As Halifax points out, there were several positive months during the last housing downturn of the early 1990s. This one too is likely to prove a temporary blip. Housing transactions remain at exceptionally depressed levels, making the sampling data small and unreliable. Mortgage approvals were down 22 per cent year on year in the latest Bank of England figures. What's more, there is a shortage in supply of the sort of desirable properties that cash buyers are after. Many potential sellers will wait until prices recover before putting their houses on the market. Those that do come on the market, particularly in the posher areas of London, continue to be highly sought after, so much so that there has been an unwelcome return of the practice of gazumping for some of the more expensive properties.

Where there is no shortage of supply and prices are still falling precipitously, such as new build and in economically depressed areas of the country, there are very few transactions, so these areas of the market have little impact on the survey data.

With unemployment set to continue rising strongly for at least the next year, together with increased levels of repossession, it is quite hard to see a sustained, nationwide recovery in house prices being established any time soon. Historically, employment has been a big factor in determining house price trends. It would be unusual, to put it mildly, for house prices to rise while unemployment is growing.

You need a big deposit to get a mortgage these days, yet the nominal cost of a mortgage has never been lower, making housing very affordable. Also on the positive side, as long as deposit rates are as low as they are, property looks as good a use of your money as any. Yet rates are eventually going to start rising again, and with them the costs of servicing a loan.

The most reliable yardstick for judging house prices has always been their relationship with average earnings. The long-run average is about four times earnings. During the boom, this ratio rose to unsustainably high levels. Yet the fall in house prices so far, combined with continued growth in average earnings in the meantime, has since returned the ratio to pretty close to trend.

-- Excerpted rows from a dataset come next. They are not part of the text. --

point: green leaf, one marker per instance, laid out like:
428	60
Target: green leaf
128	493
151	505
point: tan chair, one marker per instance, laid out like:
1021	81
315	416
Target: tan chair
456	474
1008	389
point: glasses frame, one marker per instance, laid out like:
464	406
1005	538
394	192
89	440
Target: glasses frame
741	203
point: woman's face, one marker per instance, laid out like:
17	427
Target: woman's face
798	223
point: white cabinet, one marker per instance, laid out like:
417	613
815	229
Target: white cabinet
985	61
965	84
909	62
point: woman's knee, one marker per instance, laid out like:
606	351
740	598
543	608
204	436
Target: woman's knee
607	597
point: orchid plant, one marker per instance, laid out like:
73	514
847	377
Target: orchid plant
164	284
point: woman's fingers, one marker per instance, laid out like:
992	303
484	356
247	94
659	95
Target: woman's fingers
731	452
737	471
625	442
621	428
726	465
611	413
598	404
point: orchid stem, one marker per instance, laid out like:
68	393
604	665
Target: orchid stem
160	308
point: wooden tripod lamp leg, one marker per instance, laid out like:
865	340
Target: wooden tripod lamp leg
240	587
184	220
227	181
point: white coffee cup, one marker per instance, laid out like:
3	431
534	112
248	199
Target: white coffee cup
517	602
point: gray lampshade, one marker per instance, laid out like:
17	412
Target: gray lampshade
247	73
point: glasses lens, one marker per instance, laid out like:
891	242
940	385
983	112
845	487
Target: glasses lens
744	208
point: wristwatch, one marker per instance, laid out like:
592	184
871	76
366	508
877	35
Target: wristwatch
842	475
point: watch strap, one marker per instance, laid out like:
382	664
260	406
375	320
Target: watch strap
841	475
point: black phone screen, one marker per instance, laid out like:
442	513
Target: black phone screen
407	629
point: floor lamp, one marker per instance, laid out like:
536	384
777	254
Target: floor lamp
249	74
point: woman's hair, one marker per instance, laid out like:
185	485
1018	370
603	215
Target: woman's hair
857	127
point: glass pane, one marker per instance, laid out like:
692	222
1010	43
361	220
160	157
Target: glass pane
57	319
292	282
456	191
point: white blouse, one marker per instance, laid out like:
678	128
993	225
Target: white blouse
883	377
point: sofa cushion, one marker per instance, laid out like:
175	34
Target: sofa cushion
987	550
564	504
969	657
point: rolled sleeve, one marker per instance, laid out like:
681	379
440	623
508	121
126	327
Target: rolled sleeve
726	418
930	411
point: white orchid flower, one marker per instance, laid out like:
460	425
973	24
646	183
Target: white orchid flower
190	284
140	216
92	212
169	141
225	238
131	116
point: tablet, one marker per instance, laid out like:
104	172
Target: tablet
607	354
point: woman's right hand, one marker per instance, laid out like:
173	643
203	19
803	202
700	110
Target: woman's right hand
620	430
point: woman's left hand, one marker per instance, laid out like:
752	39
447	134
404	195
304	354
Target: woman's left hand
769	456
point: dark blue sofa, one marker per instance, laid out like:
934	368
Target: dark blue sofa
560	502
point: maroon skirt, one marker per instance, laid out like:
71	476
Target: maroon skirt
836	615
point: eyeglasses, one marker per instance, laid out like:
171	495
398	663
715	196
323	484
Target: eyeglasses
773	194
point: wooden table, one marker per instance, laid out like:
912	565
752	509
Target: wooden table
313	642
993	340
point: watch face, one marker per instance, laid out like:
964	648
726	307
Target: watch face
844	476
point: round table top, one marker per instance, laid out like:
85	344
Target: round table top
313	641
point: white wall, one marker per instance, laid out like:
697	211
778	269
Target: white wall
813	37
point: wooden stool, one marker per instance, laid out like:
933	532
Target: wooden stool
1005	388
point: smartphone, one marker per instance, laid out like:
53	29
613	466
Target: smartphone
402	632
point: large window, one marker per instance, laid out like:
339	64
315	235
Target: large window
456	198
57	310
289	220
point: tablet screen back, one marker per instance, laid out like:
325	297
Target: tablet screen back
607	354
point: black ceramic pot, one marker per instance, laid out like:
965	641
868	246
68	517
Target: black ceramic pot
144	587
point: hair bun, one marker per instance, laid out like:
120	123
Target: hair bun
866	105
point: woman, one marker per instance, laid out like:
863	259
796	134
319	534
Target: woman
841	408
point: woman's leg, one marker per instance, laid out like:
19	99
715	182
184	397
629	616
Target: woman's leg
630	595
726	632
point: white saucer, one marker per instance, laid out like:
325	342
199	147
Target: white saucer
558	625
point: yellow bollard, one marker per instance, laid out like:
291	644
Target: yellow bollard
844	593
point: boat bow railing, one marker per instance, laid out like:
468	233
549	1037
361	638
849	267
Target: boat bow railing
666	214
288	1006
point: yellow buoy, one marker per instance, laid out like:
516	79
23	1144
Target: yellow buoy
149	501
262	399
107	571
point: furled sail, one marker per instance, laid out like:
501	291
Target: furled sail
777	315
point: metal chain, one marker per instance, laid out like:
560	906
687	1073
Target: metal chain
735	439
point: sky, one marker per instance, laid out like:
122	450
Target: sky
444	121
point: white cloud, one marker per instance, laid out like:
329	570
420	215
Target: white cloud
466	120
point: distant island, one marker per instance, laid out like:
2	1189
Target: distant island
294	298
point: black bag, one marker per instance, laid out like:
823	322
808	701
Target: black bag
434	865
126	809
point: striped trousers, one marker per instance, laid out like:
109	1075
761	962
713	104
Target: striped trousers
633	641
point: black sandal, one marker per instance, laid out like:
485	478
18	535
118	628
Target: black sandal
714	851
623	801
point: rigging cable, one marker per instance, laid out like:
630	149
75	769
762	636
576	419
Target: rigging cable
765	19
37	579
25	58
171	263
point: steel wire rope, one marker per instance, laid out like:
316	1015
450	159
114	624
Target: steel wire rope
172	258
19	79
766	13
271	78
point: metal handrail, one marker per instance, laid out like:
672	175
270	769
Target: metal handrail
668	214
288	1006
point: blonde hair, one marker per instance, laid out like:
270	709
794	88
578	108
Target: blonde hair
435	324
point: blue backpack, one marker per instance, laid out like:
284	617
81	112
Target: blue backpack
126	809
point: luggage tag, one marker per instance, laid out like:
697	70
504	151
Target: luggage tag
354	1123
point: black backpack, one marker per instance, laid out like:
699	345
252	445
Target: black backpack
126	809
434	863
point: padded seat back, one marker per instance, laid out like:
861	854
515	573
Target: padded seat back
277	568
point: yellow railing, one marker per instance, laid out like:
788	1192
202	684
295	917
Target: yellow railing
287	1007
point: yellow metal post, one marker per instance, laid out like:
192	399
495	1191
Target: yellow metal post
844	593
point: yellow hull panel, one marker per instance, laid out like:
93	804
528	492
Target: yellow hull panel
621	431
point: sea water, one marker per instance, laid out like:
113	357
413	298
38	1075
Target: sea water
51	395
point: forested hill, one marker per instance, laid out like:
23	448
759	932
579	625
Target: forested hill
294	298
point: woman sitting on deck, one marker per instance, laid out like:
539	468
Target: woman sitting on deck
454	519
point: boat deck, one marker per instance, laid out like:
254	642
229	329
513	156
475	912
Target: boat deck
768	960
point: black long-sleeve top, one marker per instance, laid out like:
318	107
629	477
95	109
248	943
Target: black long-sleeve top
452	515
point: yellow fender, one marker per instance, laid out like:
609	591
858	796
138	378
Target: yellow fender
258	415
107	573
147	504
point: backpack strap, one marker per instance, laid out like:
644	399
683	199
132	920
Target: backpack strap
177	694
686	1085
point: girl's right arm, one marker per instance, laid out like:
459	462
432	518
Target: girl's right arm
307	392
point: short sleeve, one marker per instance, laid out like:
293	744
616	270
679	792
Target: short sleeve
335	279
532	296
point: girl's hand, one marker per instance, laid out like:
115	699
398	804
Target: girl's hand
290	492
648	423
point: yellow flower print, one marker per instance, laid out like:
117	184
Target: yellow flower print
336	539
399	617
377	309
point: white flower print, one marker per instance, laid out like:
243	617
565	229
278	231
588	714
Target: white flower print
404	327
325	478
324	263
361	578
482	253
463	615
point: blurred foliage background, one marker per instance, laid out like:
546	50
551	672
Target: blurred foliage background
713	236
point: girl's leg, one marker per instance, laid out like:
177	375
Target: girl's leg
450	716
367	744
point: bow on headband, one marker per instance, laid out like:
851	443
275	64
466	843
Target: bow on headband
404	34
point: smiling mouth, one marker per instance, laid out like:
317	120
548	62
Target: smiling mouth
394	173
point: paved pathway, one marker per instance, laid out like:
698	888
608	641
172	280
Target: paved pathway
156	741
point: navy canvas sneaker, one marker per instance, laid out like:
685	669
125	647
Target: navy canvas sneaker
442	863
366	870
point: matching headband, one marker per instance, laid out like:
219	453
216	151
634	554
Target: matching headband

This doesn't necessarily mean house prices are about to bottom out. All markets tend to overshoot on the upside, and undershoot on the downside. Housing is little different. During the last downturn there was a very considerable overshoot, when the ratio fell to substantially below its long-run average, before prices bottomed. I'm sticking with the view that house prices will fall at least 30 per cent peak to trough. So far we have had only 22 per cent.